Kensuke Koike and Thomas Sauvin: No More, No Less


CREDITS

GUP Author

Laura Chen


In 2015, French artist and collector Thomas Sauvin (b. 1983) acquired an exercise book, produced by an unknown photography student from Shanghai University in the early 1980s, which he rescued from a recycling plant in the outskirts of Beijing for about 18 euros. The book, which comprises original contact prints, negatives and written notes by a photography professor, shows evidence of the student’s commitment to mastering the art of portraiture. During a studio visit from Kensuke Koike (b. 1980) — a Japanese collage artist based in Italy, who is equally intrigued by the artistic potential of found images — the two agreed the nature of the material (static, repetitive and dull) was the perfect playground for Koike’s boundless imagination. With a simple blade and adhesive tape, Koike began deconstructing and rearranging the images into mathematically precise reinventions. The result of the experiment is their first collaborative project titled ‘No More, No Less’, which refers to Koike’s one single formal rule: nothing is added or removed.

Sauvin has been collecting photographic curiosities for over a decade, slowly building up an astonishing archive (known as ‘Beijing Silvermine’) of countless pictures, albums, prints and other vernacular objects he discovers at flea markets and online auctions. Having browsed through thousands of images from this collection, Koike’s eye was eventually caught by the exercise book. What started in Photoshop ended with infinite physical prototypes of optical illusions and mind-bending mosaics which challenge our ways of seeing. Through visual agnosia — surrealist spirals, dispersed dots and geometric gestures — the portrayed faces are reconfigured into puzzling formations. Prescribed with his signature style, the images have been given a second life: one of both transformation and freedom, and conservation and constraint. During this process of manual tearing and cutting, he stretches the possibilities of creating something new with the ready-made.

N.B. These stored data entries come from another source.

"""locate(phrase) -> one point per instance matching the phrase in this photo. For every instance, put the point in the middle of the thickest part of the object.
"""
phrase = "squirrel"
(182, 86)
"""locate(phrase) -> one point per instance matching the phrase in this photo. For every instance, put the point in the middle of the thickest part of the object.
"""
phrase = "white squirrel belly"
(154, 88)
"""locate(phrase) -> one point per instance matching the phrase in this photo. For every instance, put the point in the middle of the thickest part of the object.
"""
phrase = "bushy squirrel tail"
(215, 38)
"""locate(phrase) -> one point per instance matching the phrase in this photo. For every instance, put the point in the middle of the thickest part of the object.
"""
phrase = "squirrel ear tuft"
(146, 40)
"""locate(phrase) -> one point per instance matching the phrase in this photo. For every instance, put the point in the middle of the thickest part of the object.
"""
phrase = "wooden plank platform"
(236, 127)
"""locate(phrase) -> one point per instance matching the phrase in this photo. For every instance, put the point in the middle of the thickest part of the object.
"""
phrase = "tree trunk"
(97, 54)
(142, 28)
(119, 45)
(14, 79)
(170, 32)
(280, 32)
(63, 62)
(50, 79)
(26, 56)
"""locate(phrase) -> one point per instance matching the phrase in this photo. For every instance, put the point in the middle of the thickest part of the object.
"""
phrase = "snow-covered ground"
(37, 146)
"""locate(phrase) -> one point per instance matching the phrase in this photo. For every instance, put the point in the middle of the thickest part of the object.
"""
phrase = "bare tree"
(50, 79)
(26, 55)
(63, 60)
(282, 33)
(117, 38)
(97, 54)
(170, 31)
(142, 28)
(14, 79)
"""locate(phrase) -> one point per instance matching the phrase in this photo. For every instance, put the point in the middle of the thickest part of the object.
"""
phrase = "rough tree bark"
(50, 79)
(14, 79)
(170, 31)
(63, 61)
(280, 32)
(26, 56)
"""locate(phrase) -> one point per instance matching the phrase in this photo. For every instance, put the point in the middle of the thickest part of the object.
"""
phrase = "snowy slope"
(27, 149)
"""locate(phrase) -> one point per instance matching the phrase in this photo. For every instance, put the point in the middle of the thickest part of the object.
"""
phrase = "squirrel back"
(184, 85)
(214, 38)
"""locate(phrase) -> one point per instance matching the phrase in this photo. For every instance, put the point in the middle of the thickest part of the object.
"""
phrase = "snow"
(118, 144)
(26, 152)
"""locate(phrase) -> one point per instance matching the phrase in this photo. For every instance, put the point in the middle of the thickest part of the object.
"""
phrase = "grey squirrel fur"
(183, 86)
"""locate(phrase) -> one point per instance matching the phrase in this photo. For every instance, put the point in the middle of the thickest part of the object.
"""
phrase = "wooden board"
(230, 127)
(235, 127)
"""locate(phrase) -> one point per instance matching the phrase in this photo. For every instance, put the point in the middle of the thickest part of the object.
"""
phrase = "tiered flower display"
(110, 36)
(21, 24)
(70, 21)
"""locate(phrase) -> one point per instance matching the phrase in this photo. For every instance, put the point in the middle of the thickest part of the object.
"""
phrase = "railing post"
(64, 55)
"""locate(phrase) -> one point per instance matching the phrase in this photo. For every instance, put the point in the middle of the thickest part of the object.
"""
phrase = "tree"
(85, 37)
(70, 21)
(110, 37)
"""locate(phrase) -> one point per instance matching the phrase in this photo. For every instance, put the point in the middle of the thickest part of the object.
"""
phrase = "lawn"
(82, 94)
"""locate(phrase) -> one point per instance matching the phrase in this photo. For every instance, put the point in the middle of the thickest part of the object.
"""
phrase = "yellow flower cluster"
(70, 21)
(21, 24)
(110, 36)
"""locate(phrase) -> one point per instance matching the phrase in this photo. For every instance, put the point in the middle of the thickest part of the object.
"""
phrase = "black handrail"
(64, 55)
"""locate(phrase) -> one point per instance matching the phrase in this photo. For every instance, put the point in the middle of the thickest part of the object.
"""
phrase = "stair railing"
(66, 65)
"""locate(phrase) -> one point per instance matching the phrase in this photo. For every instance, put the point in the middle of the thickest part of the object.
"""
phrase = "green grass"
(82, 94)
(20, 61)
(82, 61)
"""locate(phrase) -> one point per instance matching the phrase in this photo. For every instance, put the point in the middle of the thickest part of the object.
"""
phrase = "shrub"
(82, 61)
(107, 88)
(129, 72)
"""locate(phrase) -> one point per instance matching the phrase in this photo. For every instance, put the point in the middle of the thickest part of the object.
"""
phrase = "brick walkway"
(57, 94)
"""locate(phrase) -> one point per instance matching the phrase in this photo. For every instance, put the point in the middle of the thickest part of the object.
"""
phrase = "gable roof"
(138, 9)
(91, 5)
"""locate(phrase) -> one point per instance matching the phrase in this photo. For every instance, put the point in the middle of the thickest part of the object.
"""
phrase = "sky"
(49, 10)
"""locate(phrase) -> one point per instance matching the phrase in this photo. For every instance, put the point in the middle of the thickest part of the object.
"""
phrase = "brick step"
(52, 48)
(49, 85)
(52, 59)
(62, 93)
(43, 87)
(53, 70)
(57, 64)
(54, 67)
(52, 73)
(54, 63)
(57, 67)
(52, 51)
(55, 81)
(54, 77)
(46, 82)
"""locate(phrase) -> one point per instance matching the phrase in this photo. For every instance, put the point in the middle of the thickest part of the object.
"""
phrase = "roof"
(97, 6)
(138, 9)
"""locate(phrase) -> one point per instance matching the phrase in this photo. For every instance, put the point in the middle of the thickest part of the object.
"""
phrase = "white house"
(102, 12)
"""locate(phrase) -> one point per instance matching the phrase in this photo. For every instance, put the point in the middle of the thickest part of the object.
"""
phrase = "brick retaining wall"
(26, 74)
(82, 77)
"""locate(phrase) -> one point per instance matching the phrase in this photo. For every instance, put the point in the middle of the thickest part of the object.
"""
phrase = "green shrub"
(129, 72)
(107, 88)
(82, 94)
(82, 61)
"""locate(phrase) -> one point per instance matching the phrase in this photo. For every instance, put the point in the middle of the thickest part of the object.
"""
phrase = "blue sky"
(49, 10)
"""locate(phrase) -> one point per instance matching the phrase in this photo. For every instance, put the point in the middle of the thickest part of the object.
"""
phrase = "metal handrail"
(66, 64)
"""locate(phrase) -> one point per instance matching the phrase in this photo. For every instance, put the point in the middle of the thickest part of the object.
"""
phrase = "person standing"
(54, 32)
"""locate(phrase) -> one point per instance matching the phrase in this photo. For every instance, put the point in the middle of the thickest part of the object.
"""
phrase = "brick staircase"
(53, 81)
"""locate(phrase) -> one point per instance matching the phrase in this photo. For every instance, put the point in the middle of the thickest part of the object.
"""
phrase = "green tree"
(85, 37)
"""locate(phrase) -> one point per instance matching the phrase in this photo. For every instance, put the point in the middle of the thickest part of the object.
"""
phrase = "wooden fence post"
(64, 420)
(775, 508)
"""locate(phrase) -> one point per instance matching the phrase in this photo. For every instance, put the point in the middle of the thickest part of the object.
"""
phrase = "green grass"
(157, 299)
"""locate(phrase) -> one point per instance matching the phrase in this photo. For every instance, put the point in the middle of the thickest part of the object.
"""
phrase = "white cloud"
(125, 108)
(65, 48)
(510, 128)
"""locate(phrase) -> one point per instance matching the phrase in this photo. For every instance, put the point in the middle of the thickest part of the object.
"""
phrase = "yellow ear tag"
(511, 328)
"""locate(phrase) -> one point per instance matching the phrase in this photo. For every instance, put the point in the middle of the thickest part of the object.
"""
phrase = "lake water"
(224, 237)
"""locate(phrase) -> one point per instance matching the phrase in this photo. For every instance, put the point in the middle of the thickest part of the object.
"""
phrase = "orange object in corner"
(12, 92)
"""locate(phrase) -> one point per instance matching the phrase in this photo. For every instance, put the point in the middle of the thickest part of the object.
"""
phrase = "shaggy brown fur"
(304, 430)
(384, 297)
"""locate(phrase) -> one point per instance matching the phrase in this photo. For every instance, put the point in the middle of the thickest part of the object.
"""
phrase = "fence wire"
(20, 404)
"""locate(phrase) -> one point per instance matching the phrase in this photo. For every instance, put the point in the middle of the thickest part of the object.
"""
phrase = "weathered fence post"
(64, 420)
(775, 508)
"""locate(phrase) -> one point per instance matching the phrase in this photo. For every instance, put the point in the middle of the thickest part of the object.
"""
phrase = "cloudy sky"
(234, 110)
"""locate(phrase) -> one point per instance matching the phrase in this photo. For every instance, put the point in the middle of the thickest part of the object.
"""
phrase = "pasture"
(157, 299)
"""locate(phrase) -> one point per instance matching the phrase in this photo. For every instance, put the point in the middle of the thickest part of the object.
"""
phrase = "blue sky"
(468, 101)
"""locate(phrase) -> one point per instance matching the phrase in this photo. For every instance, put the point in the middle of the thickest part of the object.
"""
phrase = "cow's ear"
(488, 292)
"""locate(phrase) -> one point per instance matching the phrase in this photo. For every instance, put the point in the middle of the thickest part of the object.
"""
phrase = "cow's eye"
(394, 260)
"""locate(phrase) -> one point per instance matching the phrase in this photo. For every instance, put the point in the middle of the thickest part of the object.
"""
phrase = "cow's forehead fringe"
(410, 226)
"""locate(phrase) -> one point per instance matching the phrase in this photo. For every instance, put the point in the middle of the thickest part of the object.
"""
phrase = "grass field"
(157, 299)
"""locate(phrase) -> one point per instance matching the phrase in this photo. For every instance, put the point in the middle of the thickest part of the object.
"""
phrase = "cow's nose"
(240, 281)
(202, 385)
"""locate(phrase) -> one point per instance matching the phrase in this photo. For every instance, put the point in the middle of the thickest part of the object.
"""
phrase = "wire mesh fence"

After exhibiting the series, the duo brainstormed about other ways to present the material. A publication seemed like the right fit, but Sauvin — who acted as Koike’s manager throughout the project — wanted to take this idea to the next level, to push the boundaries of the standard photo book. They decided to produce not just a single edition, but multiple versions of the same book, designed by three different publishers. They reached out to Skinnerboox from Italy and The(M) éditions from France (the countries where the artists live), and Jiazazhi Press from China (where the original album came from). Yet again, they set their own rules: the publishers could interpret the material in whatever way they wanted, as long as they made 400 copies and did not contact them about their concepts or designs during any stage of the production.

Ultimately, ‘No More, No Less’ is the playful and profound outcome of the creative exhaustion of an archive — in what can be imagined, envisioned and manifested when put in the right hands. The series is testimony to the realisation that you do not need incredible images to make interesting work. You just need a new way of looking at them.

Thomas Sauvin is a French photography collector and editor who lives in Beijing. Since 2006 he exclusively works as a consultant for the UK-based Archive of Modern Conflict, an independent archive and publisher, for whom he collects Chinese works. Sauvin started the Beijing Silvermine project, accumulating more than 850,000 anonymous color negatives (as of December 2019) destined for destruction in a Beijing recycling zone.

Kensuke Koike is a surrealist artist from Nagoya, Japan, who lives and works in Venice, Italy. His research focuses on the origins of imagination and the variations of human perception. He aims to challenge the possibility of image-making by bringing new meaning to archival and found photographs like vintage postcards, mainly through the means of collage, installation and sculpture.